The Peasant is a bit of a primitive sort of fellow. He was even cheered up by having a new Pope in April, as if that was going to solve the world’s problems. But there you go: he’s got this whole thing about St Francis and the interconnectedness of God’s creation. Laudato Si’ and “my Lord be praised by Sister Moon”.”… etc. Typical sandal-wearing Guardian reader!

I remember what life was like here during the Covid lockdown in 2020: the Peasant kept telling us it was wonderful. There was no distant traffic noise. No tourists flying low overhead on the flight path to Alicante and the Peasant would stand next to me, transfixed: “Listen to the birdsong! Morris donkey grumbled and said, “I don’t think it’s wonderful! I used to enjoy looking at the low flying jets and deciding if they were Ryanair or Easyjet and I’m bored!”

So the Peasant gave Morris a book to read us bed time stories during the lockdown and Morris thought this was the best ever biography of St Francis and he did not complain any more about the missing Ryanair jets, and he wondered instead if Saint Francis charged his first disciples extra for putting their bags under the seats in church and numbered reservations next to the lepers, as the priority seating amongst the poor?

Well, the Peasant came to us yesterday to make a video while we were having breakfast. When I am eating I don’t do listening: the crunching of forage in the jaws blots out all sound. I sometimes think that would be the most opportune moment for crocodiles to attack us. But then crocodiles are silent so we prolly wouldn’t notice them coming if we weren’t eating. Matilde and Aitana have a different theory but… Oh no! I just won’t go down the rabbit hole.
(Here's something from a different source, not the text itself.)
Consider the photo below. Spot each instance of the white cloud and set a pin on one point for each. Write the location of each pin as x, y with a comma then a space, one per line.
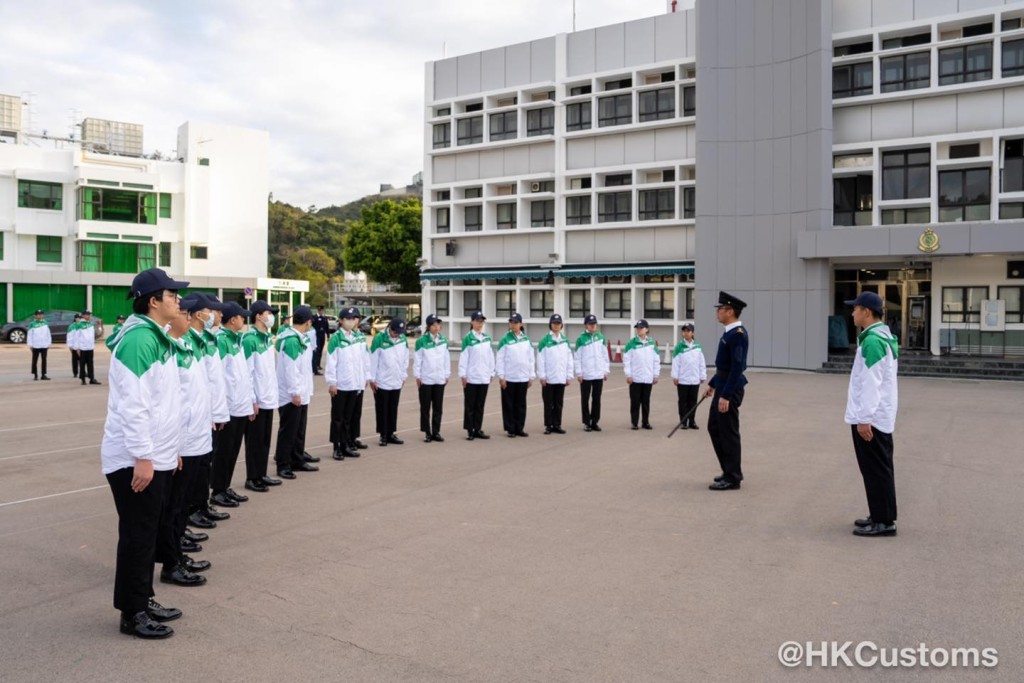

So the Peasant did his video, whatever it was all about, and swanned off to have a beer. He looked calmer than he has been for two weeks. But here’s the odd thing: it was long after Morning Prayer and still a bit before the short Office of Midday Prayer, but the Peasant was reciting the brief reading from 1 Peter 5: 8-9 from Compline (most Christians’ favourite short prayer offering), and he oddly adapted it with editorial changes:

“Be calm but vigilant, because your enemy the Devil is prowling round the blog like a roaring lion, seeking for whom to devour.”